Reducing share ownership but increasing value of the stake from $1m to $2m. The key aspect for angels and founders is to ensure the initial valuation is reasonable.
Angel investors — at least the ones that are successful at it — typically think about required return at the portfolio level, whether they are investing a total
of $100,000 or $10 Million. The odds only get better through exposure to the total amount of companies they invest in, rather than the total amount invested. To construct an optimal start-up investment portfolio, we recommend investing in at least 20 companies over time and reserving approximately 50% of total allocated amount to follow on rounds.
What does this mean in practice? Well let’s say an investor wants to triple their $100,000 total investment, reserving $50,000 for follow on — to achieve this 3x portfolio return over 10 years, or 20% Internal Rate of Return (IRR/ percentage earned on each dollar invested for each year invested) assuming an average investment duration of 6 years.
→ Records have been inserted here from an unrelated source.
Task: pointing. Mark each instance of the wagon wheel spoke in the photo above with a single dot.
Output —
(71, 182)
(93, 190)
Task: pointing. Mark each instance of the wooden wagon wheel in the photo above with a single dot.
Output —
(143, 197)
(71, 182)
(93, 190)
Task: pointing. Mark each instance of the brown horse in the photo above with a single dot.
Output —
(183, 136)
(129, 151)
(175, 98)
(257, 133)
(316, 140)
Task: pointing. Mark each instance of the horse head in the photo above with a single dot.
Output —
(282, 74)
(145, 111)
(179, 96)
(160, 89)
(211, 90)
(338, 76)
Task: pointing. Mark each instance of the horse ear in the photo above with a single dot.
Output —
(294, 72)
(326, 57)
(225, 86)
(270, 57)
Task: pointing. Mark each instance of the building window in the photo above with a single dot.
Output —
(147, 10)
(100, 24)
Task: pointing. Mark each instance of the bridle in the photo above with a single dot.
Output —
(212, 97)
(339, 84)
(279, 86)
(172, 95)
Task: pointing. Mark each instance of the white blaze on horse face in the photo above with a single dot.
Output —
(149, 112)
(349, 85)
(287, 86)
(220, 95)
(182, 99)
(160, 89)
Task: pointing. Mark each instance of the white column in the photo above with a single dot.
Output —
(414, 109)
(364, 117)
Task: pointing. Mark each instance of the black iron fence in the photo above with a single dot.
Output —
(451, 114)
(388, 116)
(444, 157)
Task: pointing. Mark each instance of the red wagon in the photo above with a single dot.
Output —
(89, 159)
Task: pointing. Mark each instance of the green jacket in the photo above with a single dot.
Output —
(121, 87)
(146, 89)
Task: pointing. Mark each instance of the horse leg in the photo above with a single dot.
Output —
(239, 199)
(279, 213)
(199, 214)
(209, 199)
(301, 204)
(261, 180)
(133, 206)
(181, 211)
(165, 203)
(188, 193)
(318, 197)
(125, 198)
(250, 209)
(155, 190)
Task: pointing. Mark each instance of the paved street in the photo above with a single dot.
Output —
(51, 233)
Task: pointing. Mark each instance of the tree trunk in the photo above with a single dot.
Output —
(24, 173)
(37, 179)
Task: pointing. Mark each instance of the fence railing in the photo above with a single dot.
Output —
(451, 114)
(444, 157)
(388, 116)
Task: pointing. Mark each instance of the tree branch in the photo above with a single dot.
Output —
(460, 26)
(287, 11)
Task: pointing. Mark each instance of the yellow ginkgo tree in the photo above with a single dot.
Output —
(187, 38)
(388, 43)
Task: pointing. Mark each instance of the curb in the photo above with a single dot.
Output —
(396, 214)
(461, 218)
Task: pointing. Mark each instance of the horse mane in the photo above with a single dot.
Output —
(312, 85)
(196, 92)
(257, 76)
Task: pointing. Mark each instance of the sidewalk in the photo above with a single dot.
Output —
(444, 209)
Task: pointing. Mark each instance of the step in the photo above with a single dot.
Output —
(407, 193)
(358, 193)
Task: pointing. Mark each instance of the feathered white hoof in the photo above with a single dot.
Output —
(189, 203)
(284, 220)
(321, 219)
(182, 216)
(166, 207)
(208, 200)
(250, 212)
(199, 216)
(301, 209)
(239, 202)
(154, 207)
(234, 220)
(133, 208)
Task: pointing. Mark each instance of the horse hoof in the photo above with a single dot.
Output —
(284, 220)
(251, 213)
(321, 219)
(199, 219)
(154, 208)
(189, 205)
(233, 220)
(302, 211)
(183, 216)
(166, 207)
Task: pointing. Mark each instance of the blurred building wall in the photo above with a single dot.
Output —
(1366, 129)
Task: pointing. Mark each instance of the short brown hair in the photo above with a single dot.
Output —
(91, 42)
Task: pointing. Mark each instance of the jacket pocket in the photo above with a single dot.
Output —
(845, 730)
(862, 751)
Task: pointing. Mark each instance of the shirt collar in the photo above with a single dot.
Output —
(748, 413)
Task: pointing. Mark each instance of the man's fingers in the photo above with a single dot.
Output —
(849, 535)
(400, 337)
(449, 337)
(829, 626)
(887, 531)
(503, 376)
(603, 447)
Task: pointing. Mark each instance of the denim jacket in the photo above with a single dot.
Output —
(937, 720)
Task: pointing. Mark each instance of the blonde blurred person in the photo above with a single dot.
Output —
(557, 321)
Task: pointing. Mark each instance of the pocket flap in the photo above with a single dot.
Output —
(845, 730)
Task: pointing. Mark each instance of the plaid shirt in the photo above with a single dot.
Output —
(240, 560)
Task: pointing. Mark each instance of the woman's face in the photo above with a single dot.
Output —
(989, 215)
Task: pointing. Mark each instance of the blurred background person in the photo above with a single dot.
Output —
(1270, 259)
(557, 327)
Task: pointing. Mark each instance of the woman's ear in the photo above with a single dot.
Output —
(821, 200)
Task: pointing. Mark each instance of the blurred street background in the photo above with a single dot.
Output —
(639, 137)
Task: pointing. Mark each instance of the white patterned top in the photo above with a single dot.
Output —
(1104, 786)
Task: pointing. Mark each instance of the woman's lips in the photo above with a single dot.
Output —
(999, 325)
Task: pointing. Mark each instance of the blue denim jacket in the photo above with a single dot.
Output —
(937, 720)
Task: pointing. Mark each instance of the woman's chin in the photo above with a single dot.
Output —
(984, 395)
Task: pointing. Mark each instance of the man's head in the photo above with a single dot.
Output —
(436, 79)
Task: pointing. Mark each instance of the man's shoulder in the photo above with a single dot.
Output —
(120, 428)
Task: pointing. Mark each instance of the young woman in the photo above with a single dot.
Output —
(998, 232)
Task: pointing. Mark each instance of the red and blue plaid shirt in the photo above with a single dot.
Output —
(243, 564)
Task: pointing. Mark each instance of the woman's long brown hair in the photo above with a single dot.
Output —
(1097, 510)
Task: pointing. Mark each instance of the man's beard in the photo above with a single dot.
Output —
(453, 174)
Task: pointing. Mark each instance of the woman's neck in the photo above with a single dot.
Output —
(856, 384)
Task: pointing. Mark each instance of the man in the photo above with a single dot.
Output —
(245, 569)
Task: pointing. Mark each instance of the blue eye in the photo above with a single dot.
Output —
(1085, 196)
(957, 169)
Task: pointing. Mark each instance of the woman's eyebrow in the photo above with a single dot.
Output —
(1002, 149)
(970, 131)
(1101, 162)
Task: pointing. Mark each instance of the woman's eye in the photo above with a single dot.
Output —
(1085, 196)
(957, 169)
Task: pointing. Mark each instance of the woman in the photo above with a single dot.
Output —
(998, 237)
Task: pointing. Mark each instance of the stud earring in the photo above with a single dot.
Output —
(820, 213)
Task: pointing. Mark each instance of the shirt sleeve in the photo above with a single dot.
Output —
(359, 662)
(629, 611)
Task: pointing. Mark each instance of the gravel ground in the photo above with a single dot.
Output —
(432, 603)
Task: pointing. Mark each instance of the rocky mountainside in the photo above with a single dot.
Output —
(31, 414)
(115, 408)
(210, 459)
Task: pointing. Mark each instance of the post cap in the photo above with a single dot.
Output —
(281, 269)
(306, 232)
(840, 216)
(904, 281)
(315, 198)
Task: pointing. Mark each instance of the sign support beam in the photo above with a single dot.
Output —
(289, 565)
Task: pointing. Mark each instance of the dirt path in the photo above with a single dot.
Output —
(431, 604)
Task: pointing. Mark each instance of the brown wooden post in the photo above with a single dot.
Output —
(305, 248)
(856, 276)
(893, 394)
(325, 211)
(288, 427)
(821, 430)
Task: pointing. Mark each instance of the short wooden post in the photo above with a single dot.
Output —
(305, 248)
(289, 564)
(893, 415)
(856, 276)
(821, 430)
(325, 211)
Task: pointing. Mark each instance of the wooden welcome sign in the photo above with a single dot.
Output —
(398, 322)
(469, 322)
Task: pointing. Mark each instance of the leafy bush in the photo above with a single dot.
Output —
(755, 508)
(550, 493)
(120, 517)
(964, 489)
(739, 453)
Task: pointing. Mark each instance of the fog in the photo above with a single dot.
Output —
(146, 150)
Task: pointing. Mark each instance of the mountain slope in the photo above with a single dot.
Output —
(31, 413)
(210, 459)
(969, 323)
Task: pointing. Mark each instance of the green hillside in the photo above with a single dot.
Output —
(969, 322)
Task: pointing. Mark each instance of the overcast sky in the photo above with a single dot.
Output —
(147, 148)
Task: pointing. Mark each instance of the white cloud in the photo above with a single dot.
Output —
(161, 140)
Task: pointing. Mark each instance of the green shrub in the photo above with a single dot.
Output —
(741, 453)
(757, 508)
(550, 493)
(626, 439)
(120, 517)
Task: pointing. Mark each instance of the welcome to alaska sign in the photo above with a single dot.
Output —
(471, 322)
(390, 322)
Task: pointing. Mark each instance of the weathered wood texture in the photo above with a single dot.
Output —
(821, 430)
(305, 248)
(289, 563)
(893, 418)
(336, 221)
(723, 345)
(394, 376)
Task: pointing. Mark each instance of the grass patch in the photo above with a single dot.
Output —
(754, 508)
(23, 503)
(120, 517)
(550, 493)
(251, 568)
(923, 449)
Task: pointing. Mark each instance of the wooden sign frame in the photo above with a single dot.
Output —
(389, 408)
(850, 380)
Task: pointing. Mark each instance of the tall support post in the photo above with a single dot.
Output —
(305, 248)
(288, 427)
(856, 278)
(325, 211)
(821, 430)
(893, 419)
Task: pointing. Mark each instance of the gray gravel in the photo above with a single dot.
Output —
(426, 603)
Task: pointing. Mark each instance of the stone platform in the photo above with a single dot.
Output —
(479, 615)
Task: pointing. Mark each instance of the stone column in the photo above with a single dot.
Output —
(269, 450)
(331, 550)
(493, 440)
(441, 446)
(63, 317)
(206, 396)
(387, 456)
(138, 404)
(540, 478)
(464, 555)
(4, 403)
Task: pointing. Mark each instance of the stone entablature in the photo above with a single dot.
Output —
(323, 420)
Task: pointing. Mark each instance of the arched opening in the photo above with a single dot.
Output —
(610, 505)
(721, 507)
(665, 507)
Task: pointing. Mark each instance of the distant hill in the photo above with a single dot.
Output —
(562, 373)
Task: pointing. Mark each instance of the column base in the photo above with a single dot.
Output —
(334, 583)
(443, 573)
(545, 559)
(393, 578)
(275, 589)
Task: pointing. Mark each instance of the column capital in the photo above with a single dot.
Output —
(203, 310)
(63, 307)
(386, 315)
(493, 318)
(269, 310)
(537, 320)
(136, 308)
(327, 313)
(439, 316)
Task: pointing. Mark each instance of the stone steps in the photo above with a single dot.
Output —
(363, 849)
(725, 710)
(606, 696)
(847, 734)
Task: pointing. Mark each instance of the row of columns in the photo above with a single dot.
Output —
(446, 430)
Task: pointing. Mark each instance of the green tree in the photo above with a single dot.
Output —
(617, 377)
Angel investors must account for the high failure rate of startups — so the future value of the angel’s stake in 1 startup investment should be able to return their total investment portfolio.
Going back to our example, let’s assume our required rate of return for BeaconCo is 50%. This means an investor making a $10,000 investments expects to make roughly $114,000 in a best case IPO or acquisition.
Calculation: $10,000 X (1.50)⁶ = ~$114,000 investor return
After we have compiled all the variables in the analysis above, we can calculate a
maximum price for the investment opportunity.
Step 1= $146m and 6-year time horizon Step 2= $65m after accounting for dilution Step 3= 50% required rate of return
Calculation: $65m/(1.50)⁶ = $5.7m post-money valuation.
While this exercise is based on many assumptions, it provides us with a framework to evaluate the opportunity in BeaconCo’s.
Startup intangibles are the reason why despite fairly-priced valuations investors select one startup over another. Diverse founders often cross this threshold of having a fairly-priced valuation but for whatever reason after meeting with angel investor groups or venture capital firms aren’t selected. The storyline is common, a diverse founder that ticks all the traditional boxes, will still succeeds in raising capital or bootstrapping until they do but is in the market for 6–8 months while their non-diverse peers take 2 months. With Affiniti VC emerging from an angel network and pre-accelerator program, we’ve seen 500+ investment opportunities a year led by diverse founders since 2014. We recognize these startup intangibles of diverse founders that will succeed in raising funding and go on to raise follow on capital. The startup intangibles are often measured by startup investors using the scorecard approach to benchmark a potential opportunity based on a list of success factors — at Affiniti VC our philosophy is “all investing is tribal”. Tribal in the sense, all investors have a lens according to the investor’s preferences, investment philosophy and intuition of what is the make-up of a successful founding team. This tribal lens enables an investor to decide for whatever reason, one startup over another. The traits we’ve seen of diverse founders that have found success in the fundraising market is the ability to navigate their tribe and build bridges in others. See an example below as a reference point.
The valuation method above forces both founders and investors to think through critical issues and to try to reach the right balance for future fundraising. Inherently, startup valuation relies on the lens that one has of the future — so it will always remain an art form, rather than a science. Even the most seasoned investors don’t necessarily work through the entire exercise for every investment opportunity. For whatever reason, all investing will remain tribal.